As imagens do CCTV dos escritórios da estação de rádio mostraram a polícia forçando o caminho para o prédio antes de levar os jornalistas sob custódia. Eles foram libertados no mesmo dia depois de serem avisados ​​de que “não deveriam dizer nada sobre insegurança”.

O que é ainda mais preocupante do que o próprio ataque é que o comandante da polícia que o liderou é um ex-comandante terrorista da Al-Shabaab que desertou para o governo e mais tarde foi promovido a uma posição de autoridade em Mogadíscio.

Enquanto o presidente sobreviveu ao ataque de bomba al-Shabaab, vários civis foram mortos, incluindo o jornalista Mohamed Abukar Dabaashe, que eu orientava quando ele era estagiário na Radio Risaala, onde fui editor-chefe em 2011.

Com apenas 31 anos, Dabaashe estava em sua casa quando a grande bomba explodiu, fazendo com que todo o edifício entrasse em colapso. Seu corpo foi encontrado horas depois. Ele foi colocado para descansar no dia seguinte, como família e colegas, superados com a dor, reunidos no Hospital Madina.

Ameaças crescendo

Como sempre, a esperança de responsabilidade pelo assassinato do jovem jornalista desapareceu. Quando as bombas de al-Shabaab matam civis, incluindo jornalistas, e o governo também os tem como alvo, a responsabilidade se torna impossível. Aqueles corajosos o suficiente para continuar relatando ameaças de face de todos os lados.
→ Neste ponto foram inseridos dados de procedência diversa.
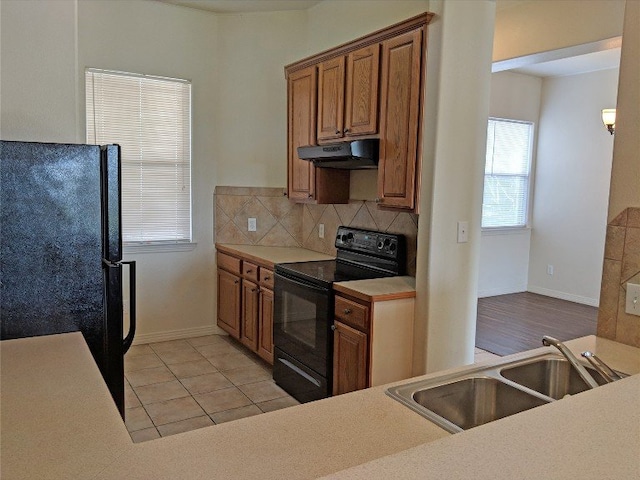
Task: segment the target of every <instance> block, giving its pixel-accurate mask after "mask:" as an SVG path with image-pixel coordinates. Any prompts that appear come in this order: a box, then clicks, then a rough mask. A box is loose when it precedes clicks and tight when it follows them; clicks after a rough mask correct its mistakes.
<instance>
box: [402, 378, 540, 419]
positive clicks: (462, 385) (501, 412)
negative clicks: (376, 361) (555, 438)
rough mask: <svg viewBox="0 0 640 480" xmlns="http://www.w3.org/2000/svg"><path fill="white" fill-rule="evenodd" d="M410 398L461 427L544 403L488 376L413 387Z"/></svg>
mask: <svg viewBox="0 0 640 480" xmlns="http://www.w3.org/2000/svg"><path fill="white" fill-rule="evenodd" d="M412 398H413V400H414V401H415V402H416V403H417V404H418V405H421V406H423V407H425V408H427V409H428V410H430V411H432V412H433V413H435V414H436V415H438V416H440V417H442V418H444V419H445V420H447V421H448V422H450V423H452V424H454V425H456V426H458V427H459V428H460V429H462V430H467V429H469V428H473V427H477V426H478V425H483V424H485V423H488V422H492V421H493V420H497V419H499V418H503V417H507V416H509V415H513V414H514V413H518V412H522V411H524V410H528V409H530V408H533V407H538V406H540V405H543V404H545V403H547V402H546V401H545V400H542V399H540V398H537V397H534V396H533V395H530V394H528V393H526V392H524V391H522V390H519V389H517V388H514V387H512V386H511V385H508V384H506V383H504V382H501V381H500V380H497V379H495V378H490V377H472V378H466V379H464V380H458V381H456V382H452V383H448V384H445V385H440V386H437V387H432V388H426V389H421V390H416V391H415V392H414V393H413V395H412Z"/></svg>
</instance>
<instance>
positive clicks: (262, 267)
mask: <svg viewBox="0 0 640 480" xmlns="http://www.w3.org/2000/svg"><path fill="white" fill-rule="evenodd" d="M217 262H218V292H217V293H218V295H217V296H218V315H217V324H218V326H219V327H220V328H222V329H223V330H224V331H225V332H227V333H228V334H229V335H231V336H232V337H233V338H235V339H237V340H239V341H240V342H241V343H242V344H243V345H245V346H246V347H247V348H249V349H250V350H252V351H253V352H255V353H257V354H258V355H259V356H260V357H262V358H263V359H264V360H265V361H267V362H269V363H271V364H273V271H272V270H271V269H269V268H267V267H264V266H261V265H258V264H256V263H255V262H254V261H253V260H252V261H251V262H250V261H248V260H246V259H244V258H239V257H235V256H232V255H228V254H226V253H222V252H218V254H217Z"/></svg>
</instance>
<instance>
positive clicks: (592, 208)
mask: <svg viewBox="0 0 640 480" xmlns="http://www.w3.org/2000/svg"><path fill="white" fill-rule="evenodd" d="M617 85H618V69H613V70H603V71H599V72H593V73H586V74H581V75H572V76H566V77H557V78H547V79H545V80H544V81H543V83H542V104H541V111H540V130H539V133H538V155H537V164H536V174H535V185H536V187H535V197H534V204H533V231H532V235H531V253H530V258H529V287H528V290H529V291H531V292H534V293H541V294H544V295H549V296H553V297H557V298H563V299H566V300H571V301H576V302H580V303H585V304H588V305H594V306H597V305H598V302H599V295H600V283H601V280H602V258H603V255H604V241H605V234H606V224H607V203H608V198H609V179H610V177H611V161H612V156H613V137H612V136H611V135H609V133H608V132H607V131H606V129H605V127H604V126H603V125H602V120H601V116H600V111H601V110H602V109H603V108H610V107H614V106H615V104H616V95H617ZM547 265H553V267H554V268H553V275H548V274H547Z"/></svg>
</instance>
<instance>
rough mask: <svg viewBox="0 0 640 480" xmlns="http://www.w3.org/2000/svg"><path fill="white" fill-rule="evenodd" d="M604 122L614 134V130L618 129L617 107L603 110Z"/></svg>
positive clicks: (602, 110) (607, 129) (608, 108)
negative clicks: (616, 127) (616, 108)
mask: <svg viewBox="0 0 640 480" xmlns="http://www.w3.org/2000/svg"><path fill="white" fill-rule="evenodd" d="M602 123H604V126H605V127H607V130H609V133H610V134H611V135H613V132H615V131H616V109H615V108H605V109H604V110H602Z"/></svg>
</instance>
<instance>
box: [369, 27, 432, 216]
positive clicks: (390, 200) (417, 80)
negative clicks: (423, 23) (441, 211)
mask: <svg viewBox="0 0 640 480" xmlns="http://www.w3.org/2000/svg"><path fill="white" fill-rule="evenodd" d="M422 34H423V29H422V28H418V29H416V30H414V31H412V32H409V33H406V34H404V35H400V36H398V37H396V38H392V39H390V40H387V41H385V42H384V43H383V44H382V92H381V95H380V97H381V99H382V102H381V105H380V162H379V163H378V201H379V202H380V204H381V205H383V206H385V207H399V208H406V209H411V210H412V209H414V208H415V205H416V201H417V198H416V193H417V172H418V163H419V159H420V158H419V156H418V154H419V152H420V144H419V138H420V123H421V122H420V120H421V118H420V117H421V111H422V109H421V96H422V95H421V92H422V87H423V82H422V81H421V78H422V58H423V55H422Z"/></svg>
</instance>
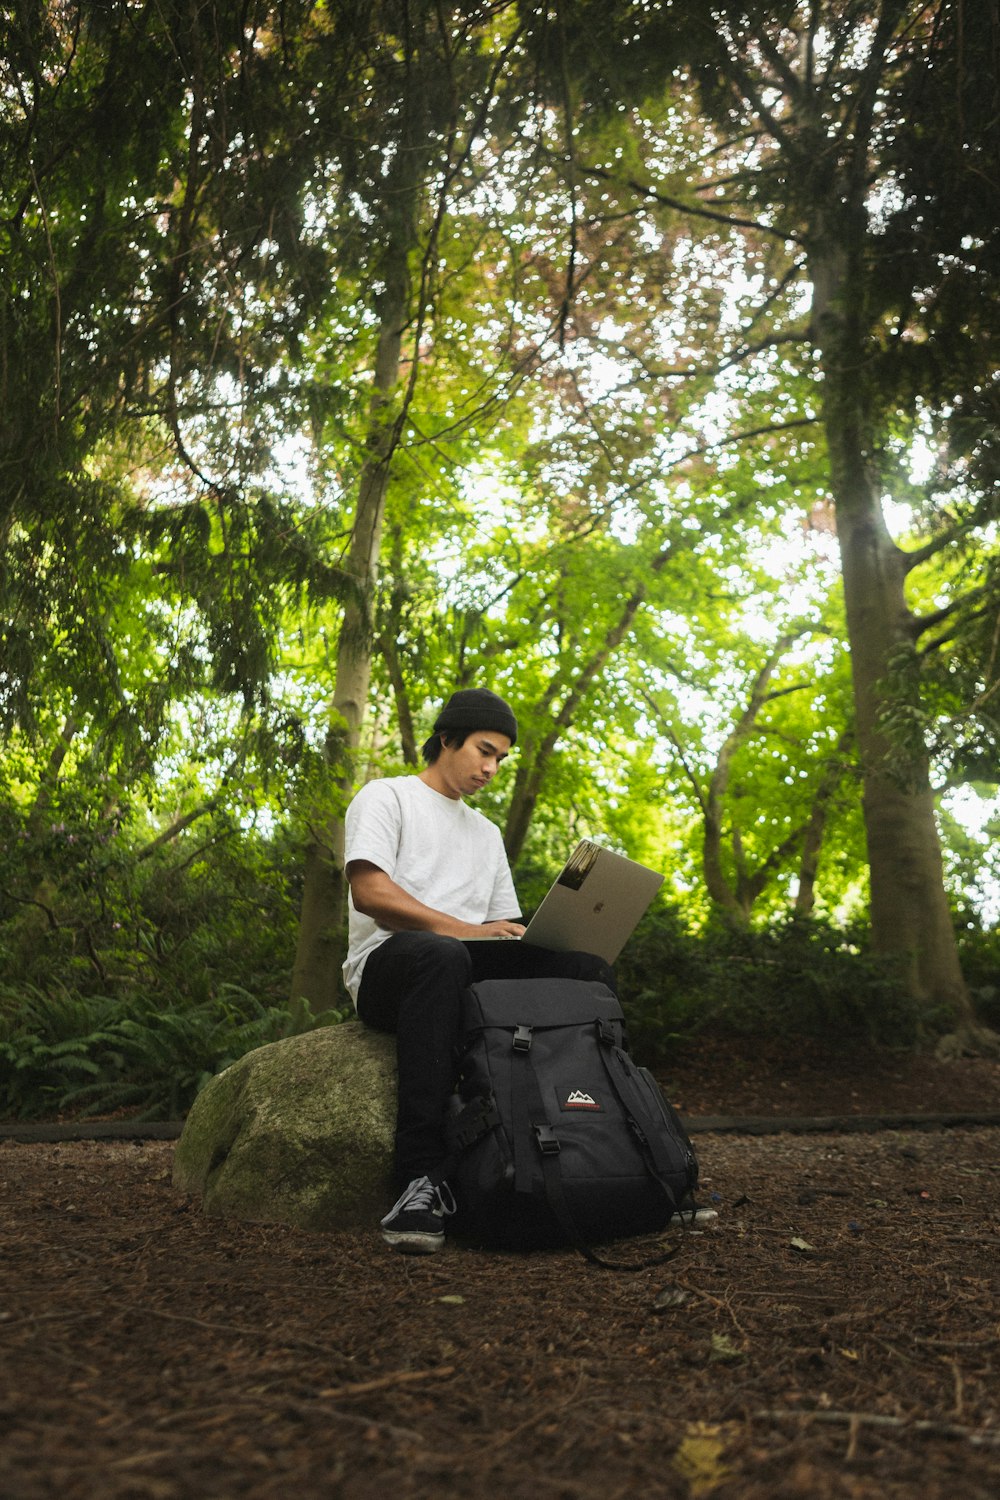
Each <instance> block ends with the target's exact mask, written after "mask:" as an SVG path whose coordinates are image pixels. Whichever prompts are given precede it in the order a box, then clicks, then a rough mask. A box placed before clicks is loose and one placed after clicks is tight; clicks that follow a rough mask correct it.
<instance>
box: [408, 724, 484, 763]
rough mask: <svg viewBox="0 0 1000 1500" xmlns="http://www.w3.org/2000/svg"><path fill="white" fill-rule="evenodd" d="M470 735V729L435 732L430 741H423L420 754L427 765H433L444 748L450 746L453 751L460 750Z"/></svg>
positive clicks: (446, 729)
mask: <svg viewBox="0 0 1000 1500" xmlns="http://www.w3.org/2000/svg"><path fill="white" fill-rule="evenodd" d="M471 733H474V730H472V729H445V730H435V733H433V735H432V736H430V739H424V742H423V745H421V747H420V753H421V756H423V757H424V760H426V762H427V765H433V763H435V760H436V759H438V756H439V754H441V751H442V750H444V747H445V745H450V747H451V748H453V750H460V748H462V745H463V744H465V741H466V739H468V738H469V735H471Z"/></svg>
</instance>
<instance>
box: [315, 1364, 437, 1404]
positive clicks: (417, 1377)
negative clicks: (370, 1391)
mask: <svg viewBox="0 0 1000 1500" xmlns="http://www.w3.org/2000/svg"><path fill="white" fill-rule="evenodd" d="M453 1374H454V1365H438V1367H436V1368H435V1370H396V1371H394V1373H393V1374H391V1376H381V1377H379V1379H378V1380H361V1382H358V1383H357V1385H354V1386H327V1388H325V1389H324V1391H316V1395H318V1397H322V1398H325V1400H327V1401H334V1400H336V1401H343V1400H346V1398H349V1397H366V1395H367V1394H369V1391H384V1389H385V1388H387V1386H405V1385H409V1383H411V1382H414V1380H444V1377H445V1376H453Z"/></svg>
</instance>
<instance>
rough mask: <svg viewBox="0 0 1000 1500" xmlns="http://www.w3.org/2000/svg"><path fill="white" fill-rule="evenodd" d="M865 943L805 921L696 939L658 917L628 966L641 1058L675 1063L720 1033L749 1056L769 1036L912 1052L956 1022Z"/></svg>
mask: <svg viewBox="0 0 1000 1500" xmlns="http://www.w3.org/2000/svg"><path fill="white" fill-rule="evenodd" d="M862 941H864V939H861V938H859V935H850V933H844V932H838V930H837V929H835V927H831V926H826V924H823V922H817V921H808V922H807V921H801V919H795V921H786V922H781V924H775V926H774V927H769V929H765V930H760V932H750V930H745V932H732V930H729V929H720V930H709V932H708V933H705V935H702V936H696V935H693V933H690V932H687V930H685V927H684V921H682V918H681V916H679V913H678V912H672V910H655V912H652V913H651V915H649V916H646V919H645V921H643V922H642V924H640V927H639V932H637V933H636V938H634V939H633V941H631V942H630V945H628V947H627V950H625V953H624V954H622V957H621V959H619V963H618V974H619V983H621V990H622V1005H624V1008H625V1014H627V1017H628V1026H630V1035H631V1038H633V1044H634V1049H636V1052H637V1053H639V1055H640V1056H642V1058H643V1061H646V1062H651V1061H652V1062H657V1064H658V1062H666V1061H669V1058H670V1047H672V1043H673V1041H675V1040H678V1038H685V1040H693V1038H699V1037H708V1035H711V1034H712V1032H714V1031H720V1032H729V1034H736V1035H741V1037H747V1038H748V1046H753V1037H756V1035H768V1037H783V1038H786V1040H793V1038H795V1037H813V1038H822V1040H823V1041H825V1043H828V1044H829V1046H831V1049H837V1047H838V1046H841V1044H856V1043H858V1041H870V1043H876V1044H882V1046H892V1047H912V1046H915V1044H918V1043H919V1041H921V1040H922V1038H925V1037H927V1035H931V1034H933V1032H934V1031H936V1029H939V1028H940V1026H943V1025H945V1023H946V1017H943V1016H936V1014H927V1013H922V1011H921V1010H919V1008H918V1007H916V1005H915V1002H913V1001H912V999H910V998H909V996H907V995H906V992H904V989H903V986H901V984H900V981H898V980H897V978H894V977H892V974H891V971H889V968H888V966H886V965H885V963H880V962H877V960H876V959H873V957H871V956H868V954H865V953H864V950H862V947H861V942H862ZM705 1065H706V1068H711V1047H709V1049H706V1059H705Z"/></svg>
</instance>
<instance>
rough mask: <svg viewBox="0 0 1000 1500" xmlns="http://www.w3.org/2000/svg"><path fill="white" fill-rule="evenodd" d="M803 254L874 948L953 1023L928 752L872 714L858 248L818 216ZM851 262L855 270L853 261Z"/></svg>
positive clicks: (954, 976)
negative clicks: (834, 502) (859, 781)
mask: <svg viewBox="0 0 1000 1500" xmlns="http://www.w3.org/2000/svg"><path fill="white" fill-rule="evenodd" d="M816 245H817V246H819V249H817V251H816V252H814V254H813V255H811V258H810V270H811V275H813V287H814V330H816V336H817V339H819V345H820V356H822V363H823V377H825V380H823V387H825V396H823V420H825V428H826V441H828V447H829V459H831V481H832V489H834V498H835V502H837V534H838V541H840V553H841V568H843V583H844V604H846V610H847V637H849V643H850V658H852V679H853V694H855V715H856V735H858V750H859V760H861V772H862V786H864V819H865V834H867V841H868V862H870V871H871V932H873V947H874V950H876V953H879V954H883V956H886V957H889V959H894V960H895V963H897V966H898V971H900V974H901V975H903V977H904V980H906V984H907V989H909V992H910V995H913V998H915V999H918V1001H919V1002H921V1004H922V1005H924V1007H925V1008H931V1007H945V1008H948V1010H951V1011H954V1013H955V1016H957V1019H960V1020H961V1022H964V1023H970V1022H972V1008H970V1002H969V996H967V992H966V986H964V981H963V975H961V969H960V963H958V950H957V944H955V932H954V927H952V919H951V912H949V907H948V898H946V895H945V880H943V867H942V852H940V843H939V835H937V820H936V810H934V798H933V793H931V786H930V771H928V759H927V754H925V753H922V751H921V750H916V751H913V753H912V754H910V757H909V765H907V766H906V775H901V774H900V760H901V753H900V747H898V745H894V744H892V742H891V741H889V739H888V736H886V733H885V730H883V727H882V724H880V711H882V708H883V705H885V681H886V678H888V676H889V672H891V669H892V666H894V664H898V660H900V657H901V654H904V652H906V651H912V649H913V631H912V615H910V610H909V607H907V601H906V591H904V583H906V558H904V555H903V553H901V550H900V549H898V547H897V546H895V543H894V541H892V537H891V535H889V531H888V528H886V523H885V516H883V511H882V499H880V490H879V484H877V475H876V472H874V469H873V463H871V453H873V435H871V431H870V425H868V414H870V413H871V411H873V408H874V399H873V398H874V395H876V393H874V392H873V390H870V389H868V380H867V363H865V356H867V348H865V336H864V315H862V306H861V303H862V290H861V288H862V273H861V252H859V251H858V252H855V254H852V248H850V240H849V237H847V236H846V234H843V236H841V237H840V240H838V236H837V226H835V225H831V223H826V225H823V226H822V231H820V233H819V234H817V236H816ZM853 269H855V270H853Z"/></svg>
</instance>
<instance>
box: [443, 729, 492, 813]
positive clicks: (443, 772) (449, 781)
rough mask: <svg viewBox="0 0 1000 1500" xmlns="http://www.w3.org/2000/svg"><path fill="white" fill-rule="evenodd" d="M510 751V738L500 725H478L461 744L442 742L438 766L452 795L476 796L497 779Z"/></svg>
mask: <svg viewBox="0 0 1000 1500" xmlns="http://www.w3.org/2000/svg"><path fill="white" fill-rule="evenodd" d="M508 753H510V739H508V738H507V735H501V733H498V730H496V729H474V730H472V733H469V735H466V738H465V741H463V742H462V744H460V745H453V744H448V742H447V741H445V742H444V744H442V748H441V754H439V756H438V762H436V769H438V771H439V774H441V780H442V783H444V786H445V787H447V795H450V796H474V795H475V793H477V792H481V790H483V787H484V786H489V783H490V781H492V780H493V777H495V775H496V772H498V769H499V763H501V760H505V759H507V756H508Z"/></svg>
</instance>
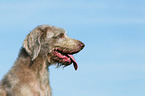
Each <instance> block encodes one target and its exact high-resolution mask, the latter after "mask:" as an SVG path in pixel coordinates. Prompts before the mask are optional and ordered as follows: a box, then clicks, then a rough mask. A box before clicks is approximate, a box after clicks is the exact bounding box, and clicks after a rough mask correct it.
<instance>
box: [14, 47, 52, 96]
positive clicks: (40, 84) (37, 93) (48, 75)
mask: <svg viewBox="0 0 145 96" xmlns="http://www.w3.org/2000/svg"><path fill="white" fill-rule="evenodd" d="M31 59H32V58H31V56H30V55H29V54H28V53H27V52H26V50H25V49H24V48H21V50H20V53H19V57H18V59H17V61H16V62H15V65H14V66H13V69H16V70H21V71H23V72H22V73H24V74H22V73H17V74H18V75H19V76H20V77H21V76H22V77H23V78H24V79H26V82H25V83H26V84H27V85H29V83H30V82H29V81H30V80H27V78H25V77H27V76H24V75H28V74H29V73H30V74H29V75H30V77H33V78H30V79H35V80H34V81H35V83H36V84H38V86H37V88H36V89H37V90H36V92H39V93H37V94H39V95H40V96H51V88H50V85H49V72H48V67H49V65H48V64H47V59H46V58H44V57H43V56H41V55H40V56H38V57H37V58H36V59H35V60H34V61H32V60H31ZM17 68H19V69H17ZM17 72H18V71H17ZM25 72H28V73H26V74H25Z"/></svg>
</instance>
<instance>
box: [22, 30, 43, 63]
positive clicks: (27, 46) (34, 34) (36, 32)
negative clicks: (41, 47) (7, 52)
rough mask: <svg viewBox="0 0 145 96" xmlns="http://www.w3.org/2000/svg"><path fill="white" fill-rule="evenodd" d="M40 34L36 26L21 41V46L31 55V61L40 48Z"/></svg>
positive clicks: (35, 54) (40, 45)
mask: <svg viewBox="0 0 145 96" xmlns="http://www.w3.org/2000/svg"><path fill="white" fill-rule="evenodd" d="M41 36H42V32H41V30H39V29H38V28H36V29H34V30H33V31H32V32H31V33H29V34H28V36H27V37H26V39H25V40H24V42H23V47H24V48H25V49H26V51H27V52H28V53H29V55H30V56H31V57H32V61H33V60H34V59H36V58H37V56H38V55H39V52H40V49H41V41H40V38H41Z"/></svg>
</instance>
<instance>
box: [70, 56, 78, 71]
mask: <svg viewBox="0 0 145 96" xmlns="http://www.w3.org/2000/svg"><path fill="white" fill-rule="evenodd" d="M68 56H69V57H70V59H71V60H72V62H73V65H74V68H75V70H77V69H78V64H77V62H76V60H75V58H74V57H73V56H72V55H70V54H68Z"/></svg>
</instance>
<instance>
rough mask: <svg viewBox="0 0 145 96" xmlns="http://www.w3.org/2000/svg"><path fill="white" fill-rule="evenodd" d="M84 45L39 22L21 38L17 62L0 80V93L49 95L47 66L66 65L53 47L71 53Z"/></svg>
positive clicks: (77, 40) (64, 65)
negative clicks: (37, 26)
mask: <svg viewBox="0 0 145 96" xmlns="http://www.w3.org/2000/svg"><path fill="white" fill-rule="evenodd" d="M83 47H84V44H83V43H81V42H80V41H78V40H75V39H71V38H69V37H68V36H67V35H66V33H65V30H64V29H61V28H58V27H55V26H50V25H41V26H38V27H36V28H35V29H34V30H33V31H32V32H31V33H30V34H28V36H27V37H26V39H25V40H24V43H23V47H22V48H21V50H20V53H19V56H18V58H17V61H16V62H15V64H14V66H13V67H12V68H11V70H10V71H9V72H8V73H7V74H6V75H5V77H4V78H3V79H2V81H1V83H0V96H51V88H50V85H49V71H48V67H49V66H50V65H51V64H56V63H57V64H58V66H68V65H70V64H71V63H72V62H67V61H63V60H62V59H61V58H58V57H57V56H55V55H54V53H53V52H54V50H58V49H59V50H60V51H62V52H63V53H70V54H74V53H77V52H79V51H80V50H81V49H82V48H83Z"/></svg>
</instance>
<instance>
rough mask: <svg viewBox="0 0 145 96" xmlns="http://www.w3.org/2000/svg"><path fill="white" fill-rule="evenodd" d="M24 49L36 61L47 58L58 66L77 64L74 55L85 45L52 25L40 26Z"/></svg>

Essas ameaças estão apenas se intensificando. Entre 22 e 24 de maio, 15 jornalistas foram presos em 48 horas, com o SJS registrando um pico perturbador em detenções arbitrárias, confisco de equipamentos e obstrução de trabalhadores da mídia pelas forças de segurança. Em 25 de maio, também foi morto um trabalhador da mídia da rede de televisão Mogadhu, de propriedade privada, a TV Astaan-Abdifatah Abdi Osman estava andando de moto a caminho do trabalho quando foi baleado por um segurança de um hotel.

Quando a violência física ou os processos criminais não são usados, as ameaças legais e financeiras podem ser. Eu enfrentei ameaças legais por escrever criticamente sobre um banco da Somália ligado ao presidente.

As ameaças contra mim, que começaram em janeiro, fazem parte da perseguição a longo prazo que sofri como jornalista e secretário-geral do SJS. Um escritório de advocacia de Londres que trabalha em nome do banco ameaçou me processar se eu não excluísse minhas postagens de mídia social e emitisse um pedido de desculpas ao banco. O mesmo banco, que tem laços com o governo da Somália, já havia como alvo eu e SJS, em um momento congelando as contas bancárias do SJS e bloqueando seu financiamento.

Os jornalistas somalianos enfrentam ataques das autoridades, grupos de oposição e militantes e grandes empresas. Sob esse ataque constante, cada vez mais sente que temos pouco recurso.